Who is This Vehicle for?
This vehicle is for the casual private pickup owner who uses a vehicle like this to commute daily.
The F-150 Lightning is all-new for the 2022 model year. Its basic platform is similar to that of the 14th Generation F-Series, which debuted for the 2021 model year. The electric drivetrain is new for the 2022 model year. If you’re one of the people taking advantage of the order banks that opened on August 9, 2022, there are some minor updates to the 2023 model year F-150 Lightning, including:
- A slight boost in range on base battery (about 10 more miles)
- Newly available Pro Trailer Hitch Assist
- 2 new colors: Avalanche Gray and Azure Gray (replacing 3 existing colors)
- A new fleet-only police package called Special Service Vehicle
- A price increase between $6,000 and $8,500 depending on trim
Last summer, before this truck arrived fully formed, I had a chance to talk to Jason Mase, Ford Motor Company’s EV Marketing Manager. “It made people stand up straighter and pay more attention to battery electric vehicles when they saw that Ford was taking its bread-and-butter and putting a no-compromise truck out with payload and towing capability, but with all the goodness of bi-directional power and storage,” he said. “We could’ve taken an all-new nameplate, with an all-new shape, and come out with something, but instead we chose the iconic brand because people know them, and they trust them.”
People know what the F-150 is. They’ve been comfortable and familiar with the F-Series since 1946, and this is nothing more than a means of easing consumers into understanding the capabilities of an electric vehicle.

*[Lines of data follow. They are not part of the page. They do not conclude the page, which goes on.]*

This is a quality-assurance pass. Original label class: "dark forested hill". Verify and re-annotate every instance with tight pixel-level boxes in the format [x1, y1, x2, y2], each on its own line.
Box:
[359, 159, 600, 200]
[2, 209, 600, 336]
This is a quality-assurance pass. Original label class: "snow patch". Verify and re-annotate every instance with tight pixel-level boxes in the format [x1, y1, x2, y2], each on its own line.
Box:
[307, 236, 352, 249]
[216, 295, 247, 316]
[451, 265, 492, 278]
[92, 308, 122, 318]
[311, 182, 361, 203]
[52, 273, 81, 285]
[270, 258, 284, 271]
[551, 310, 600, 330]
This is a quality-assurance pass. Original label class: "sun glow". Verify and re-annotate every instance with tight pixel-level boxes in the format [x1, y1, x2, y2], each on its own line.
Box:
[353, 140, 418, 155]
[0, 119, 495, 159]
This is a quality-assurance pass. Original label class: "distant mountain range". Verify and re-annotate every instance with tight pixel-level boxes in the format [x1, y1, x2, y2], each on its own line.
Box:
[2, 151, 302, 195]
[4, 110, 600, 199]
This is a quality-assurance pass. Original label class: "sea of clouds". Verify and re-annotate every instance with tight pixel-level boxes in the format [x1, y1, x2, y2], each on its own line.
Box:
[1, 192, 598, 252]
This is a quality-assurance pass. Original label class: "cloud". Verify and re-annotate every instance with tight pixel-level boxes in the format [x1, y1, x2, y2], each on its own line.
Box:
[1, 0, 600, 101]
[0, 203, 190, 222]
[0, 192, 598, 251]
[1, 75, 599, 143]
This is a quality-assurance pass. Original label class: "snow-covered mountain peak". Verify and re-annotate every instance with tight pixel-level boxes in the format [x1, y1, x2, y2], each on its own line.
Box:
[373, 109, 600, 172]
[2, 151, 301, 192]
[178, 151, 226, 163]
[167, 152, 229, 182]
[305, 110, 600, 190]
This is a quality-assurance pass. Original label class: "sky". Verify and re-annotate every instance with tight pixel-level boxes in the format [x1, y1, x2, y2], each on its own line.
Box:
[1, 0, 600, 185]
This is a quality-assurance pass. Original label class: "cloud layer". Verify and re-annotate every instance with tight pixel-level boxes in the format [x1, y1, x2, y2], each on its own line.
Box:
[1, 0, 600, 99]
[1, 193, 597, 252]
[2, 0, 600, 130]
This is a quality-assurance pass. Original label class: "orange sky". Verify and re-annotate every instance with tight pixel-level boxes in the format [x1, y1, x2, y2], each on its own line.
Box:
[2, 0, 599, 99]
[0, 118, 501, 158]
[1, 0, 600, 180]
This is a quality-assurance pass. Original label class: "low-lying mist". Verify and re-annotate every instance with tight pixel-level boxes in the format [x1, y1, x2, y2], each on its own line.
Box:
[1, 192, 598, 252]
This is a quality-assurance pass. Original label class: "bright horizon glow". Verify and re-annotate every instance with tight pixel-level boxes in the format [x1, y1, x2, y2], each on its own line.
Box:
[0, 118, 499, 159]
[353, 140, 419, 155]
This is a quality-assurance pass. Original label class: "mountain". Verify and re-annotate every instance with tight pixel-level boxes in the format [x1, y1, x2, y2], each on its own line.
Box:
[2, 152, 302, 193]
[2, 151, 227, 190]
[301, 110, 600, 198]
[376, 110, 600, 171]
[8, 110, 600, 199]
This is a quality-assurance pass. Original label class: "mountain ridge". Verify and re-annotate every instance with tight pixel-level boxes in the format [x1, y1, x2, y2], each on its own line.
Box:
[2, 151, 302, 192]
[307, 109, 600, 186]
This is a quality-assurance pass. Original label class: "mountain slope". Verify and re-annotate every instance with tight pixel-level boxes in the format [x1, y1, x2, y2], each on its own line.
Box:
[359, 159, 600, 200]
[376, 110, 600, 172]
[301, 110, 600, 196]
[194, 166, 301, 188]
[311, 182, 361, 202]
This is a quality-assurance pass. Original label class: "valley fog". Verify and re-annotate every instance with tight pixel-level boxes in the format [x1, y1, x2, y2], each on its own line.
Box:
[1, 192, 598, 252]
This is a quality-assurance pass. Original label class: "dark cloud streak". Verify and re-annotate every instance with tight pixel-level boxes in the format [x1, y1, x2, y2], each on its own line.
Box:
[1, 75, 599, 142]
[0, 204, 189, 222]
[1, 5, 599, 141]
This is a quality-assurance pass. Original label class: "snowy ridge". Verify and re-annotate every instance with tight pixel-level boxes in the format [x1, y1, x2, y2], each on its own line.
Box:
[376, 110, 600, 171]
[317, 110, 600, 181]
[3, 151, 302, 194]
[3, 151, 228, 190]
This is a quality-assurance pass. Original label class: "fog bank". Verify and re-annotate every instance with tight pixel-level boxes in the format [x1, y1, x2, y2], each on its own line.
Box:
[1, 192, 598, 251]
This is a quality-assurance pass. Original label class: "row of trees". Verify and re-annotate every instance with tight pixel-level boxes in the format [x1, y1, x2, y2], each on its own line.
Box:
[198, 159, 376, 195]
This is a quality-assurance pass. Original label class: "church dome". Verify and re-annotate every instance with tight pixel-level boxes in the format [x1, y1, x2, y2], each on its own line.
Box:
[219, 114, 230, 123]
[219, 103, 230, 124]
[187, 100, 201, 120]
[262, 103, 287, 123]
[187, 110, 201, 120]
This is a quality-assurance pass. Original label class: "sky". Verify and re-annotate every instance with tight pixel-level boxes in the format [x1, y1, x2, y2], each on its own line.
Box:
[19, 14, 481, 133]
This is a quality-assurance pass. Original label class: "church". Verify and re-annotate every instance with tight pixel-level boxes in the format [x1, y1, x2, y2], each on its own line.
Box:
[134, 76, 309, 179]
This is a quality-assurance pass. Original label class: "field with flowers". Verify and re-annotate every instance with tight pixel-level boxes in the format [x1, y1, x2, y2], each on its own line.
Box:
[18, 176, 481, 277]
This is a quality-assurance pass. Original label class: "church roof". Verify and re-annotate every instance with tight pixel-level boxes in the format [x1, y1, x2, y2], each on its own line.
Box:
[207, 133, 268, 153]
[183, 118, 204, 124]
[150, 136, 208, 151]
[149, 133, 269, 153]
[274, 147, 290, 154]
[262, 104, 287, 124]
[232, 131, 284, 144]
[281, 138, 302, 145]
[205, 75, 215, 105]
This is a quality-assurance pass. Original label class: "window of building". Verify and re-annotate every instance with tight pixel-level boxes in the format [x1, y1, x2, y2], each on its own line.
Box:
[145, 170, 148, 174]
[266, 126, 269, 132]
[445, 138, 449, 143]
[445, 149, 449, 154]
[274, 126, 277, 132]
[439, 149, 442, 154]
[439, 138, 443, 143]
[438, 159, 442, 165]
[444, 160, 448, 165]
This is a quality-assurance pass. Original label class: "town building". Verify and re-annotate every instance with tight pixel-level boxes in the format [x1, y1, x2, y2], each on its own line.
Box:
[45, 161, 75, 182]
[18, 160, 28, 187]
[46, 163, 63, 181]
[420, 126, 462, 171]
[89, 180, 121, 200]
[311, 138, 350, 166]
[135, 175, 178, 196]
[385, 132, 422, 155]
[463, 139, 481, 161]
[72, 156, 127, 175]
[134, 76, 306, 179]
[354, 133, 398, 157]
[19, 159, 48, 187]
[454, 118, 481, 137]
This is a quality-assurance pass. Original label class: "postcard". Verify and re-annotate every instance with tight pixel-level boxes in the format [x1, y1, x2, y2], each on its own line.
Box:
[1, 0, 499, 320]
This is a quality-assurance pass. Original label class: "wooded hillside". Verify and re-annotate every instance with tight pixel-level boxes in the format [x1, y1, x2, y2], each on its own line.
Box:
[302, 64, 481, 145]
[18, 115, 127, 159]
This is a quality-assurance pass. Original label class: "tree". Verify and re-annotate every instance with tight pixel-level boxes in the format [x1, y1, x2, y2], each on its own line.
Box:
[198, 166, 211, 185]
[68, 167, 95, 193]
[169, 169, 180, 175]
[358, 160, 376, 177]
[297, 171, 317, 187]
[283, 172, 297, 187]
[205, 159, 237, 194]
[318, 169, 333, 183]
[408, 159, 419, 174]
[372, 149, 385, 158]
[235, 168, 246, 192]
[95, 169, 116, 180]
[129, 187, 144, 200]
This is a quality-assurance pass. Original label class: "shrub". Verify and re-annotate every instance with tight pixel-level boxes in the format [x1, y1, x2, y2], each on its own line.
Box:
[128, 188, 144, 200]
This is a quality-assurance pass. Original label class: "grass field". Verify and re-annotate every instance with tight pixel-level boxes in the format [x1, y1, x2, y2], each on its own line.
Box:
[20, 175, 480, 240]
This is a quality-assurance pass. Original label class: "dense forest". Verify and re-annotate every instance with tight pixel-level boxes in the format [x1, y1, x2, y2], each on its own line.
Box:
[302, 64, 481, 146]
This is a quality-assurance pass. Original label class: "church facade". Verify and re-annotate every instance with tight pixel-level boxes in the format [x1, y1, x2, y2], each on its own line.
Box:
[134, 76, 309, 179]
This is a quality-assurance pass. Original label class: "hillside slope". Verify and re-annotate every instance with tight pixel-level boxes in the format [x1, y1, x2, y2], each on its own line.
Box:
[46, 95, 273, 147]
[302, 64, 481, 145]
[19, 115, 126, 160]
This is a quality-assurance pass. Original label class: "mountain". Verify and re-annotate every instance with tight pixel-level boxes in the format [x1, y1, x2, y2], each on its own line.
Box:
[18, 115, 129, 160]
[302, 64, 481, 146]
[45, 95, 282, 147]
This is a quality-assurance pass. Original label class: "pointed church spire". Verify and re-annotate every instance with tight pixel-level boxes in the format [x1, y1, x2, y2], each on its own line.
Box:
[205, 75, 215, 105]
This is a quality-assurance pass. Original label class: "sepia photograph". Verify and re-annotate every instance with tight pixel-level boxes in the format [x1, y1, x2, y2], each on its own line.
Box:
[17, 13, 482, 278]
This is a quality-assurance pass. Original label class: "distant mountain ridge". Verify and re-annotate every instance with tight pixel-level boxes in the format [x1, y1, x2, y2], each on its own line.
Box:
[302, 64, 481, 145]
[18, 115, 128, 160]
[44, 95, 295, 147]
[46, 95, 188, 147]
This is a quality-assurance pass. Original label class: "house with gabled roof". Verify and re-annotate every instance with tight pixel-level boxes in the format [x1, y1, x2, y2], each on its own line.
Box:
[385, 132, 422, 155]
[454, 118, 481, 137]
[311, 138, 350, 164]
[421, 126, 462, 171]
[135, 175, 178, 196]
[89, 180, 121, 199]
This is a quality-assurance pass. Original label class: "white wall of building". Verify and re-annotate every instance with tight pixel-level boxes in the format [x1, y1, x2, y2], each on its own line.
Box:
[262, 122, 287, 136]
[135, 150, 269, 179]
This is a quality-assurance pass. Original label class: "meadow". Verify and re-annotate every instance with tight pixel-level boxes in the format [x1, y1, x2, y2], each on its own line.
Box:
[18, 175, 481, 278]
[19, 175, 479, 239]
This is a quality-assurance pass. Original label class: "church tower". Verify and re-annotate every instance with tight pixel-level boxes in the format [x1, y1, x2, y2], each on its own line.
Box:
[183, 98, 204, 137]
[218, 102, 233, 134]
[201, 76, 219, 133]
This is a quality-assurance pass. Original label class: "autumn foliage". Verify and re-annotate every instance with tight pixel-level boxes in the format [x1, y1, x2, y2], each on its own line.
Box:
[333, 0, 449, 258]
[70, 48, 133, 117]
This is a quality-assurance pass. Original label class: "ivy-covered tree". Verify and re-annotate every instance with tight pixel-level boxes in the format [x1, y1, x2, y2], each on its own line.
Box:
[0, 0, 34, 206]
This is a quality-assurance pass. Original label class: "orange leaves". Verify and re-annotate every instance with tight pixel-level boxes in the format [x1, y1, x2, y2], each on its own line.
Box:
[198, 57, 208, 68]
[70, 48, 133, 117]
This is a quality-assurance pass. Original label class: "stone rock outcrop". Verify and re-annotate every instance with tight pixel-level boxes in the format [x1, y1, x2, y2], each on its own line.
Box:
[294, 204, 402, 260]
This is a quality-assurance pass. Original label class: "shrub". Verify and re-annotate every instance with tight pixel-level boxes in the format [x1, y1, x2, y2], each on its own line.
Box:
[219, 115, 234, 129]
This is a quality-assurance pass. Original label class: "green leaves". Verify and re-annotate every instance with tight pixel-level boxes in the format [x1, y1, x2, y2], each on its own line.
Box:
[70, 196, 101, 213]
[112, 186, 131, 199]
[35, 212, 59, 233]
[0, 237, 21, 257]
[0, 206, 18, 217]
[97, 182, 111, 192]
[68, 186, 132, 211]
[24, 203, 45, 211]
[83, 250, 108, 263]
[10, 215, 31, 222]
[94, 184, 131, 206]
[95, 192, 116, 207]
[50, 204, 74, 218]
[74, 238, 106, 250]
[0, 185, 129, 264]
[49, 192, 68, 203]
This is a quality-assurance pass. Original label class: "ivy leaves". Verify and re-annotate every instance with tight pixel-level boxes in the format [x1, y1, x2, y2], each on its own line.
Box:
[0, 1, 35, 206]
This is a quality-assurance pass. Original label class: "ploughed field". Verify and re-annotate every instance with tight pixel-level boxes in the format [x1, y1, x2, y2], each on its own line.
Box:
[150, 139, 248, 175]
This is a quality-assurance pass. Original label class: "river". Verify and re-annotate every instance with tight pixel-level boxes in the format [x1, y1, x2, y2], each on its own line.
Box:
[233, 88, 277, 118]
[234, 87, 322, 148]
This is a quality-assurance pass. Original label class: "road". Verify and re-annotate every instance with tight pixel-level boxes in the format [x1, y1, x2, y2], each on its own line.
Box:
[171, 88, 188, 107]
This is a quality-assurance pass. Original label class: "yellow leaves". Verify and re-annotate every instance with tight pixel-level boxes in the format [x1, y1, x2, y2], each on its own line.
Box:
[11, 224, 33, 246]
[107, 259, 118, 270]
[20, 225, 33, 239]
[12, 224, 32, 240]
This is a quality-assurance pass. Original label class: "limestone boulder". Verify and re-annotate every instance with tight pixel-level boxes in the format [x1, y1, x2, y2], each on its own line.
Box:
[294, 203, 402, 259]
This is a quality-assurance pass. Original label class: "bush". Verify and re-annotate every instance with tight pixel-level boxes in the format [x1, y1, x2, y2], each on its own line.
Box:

The truth is that most people who purchase a pickup truck like the IDEA of a truck’s capabilities more than they like those capabilities in real life. In 2019, Strategic Vision told The Drive that just 35 percent of pickup truck owners use their pickup bed for its intended purpose more than once a year. Further, 75 percent of truck owners only tow once a year or less. 70 percent of truck owners use their trucks off-road once a year or less.
With that in mind, Ford developed the F-150 Lightning to be a good balance between what people want out of a pickup, and what people really need in a day-to-day commuter. It’s a truck, and it can do quite a bit – but it’s not necessarily designed to do every possible thing that a diesel-powered truck can do.
There are two major clues to tip you off to the fact that you’re not looking at one of the run-of-the-mill F-150s that Ford churns out every year: The first is the grille, which isn’t a grille at all since the electric motor that powers this beast doesn’t require airflow through a radiator. It’s familiar enough to let you know it’s an F-150, but the wraparound LED light band that covers the front end is dramatic, day and night.
The second major clue is the branding, which is bold and in-your-face American. There are American flags all over the truck. If building an EV at all is some kind of political or nationalistic statement, Ford has taken it to quite a degree with the branding. Beyond that, you’re looking at any other F-150, and there’s a point to that.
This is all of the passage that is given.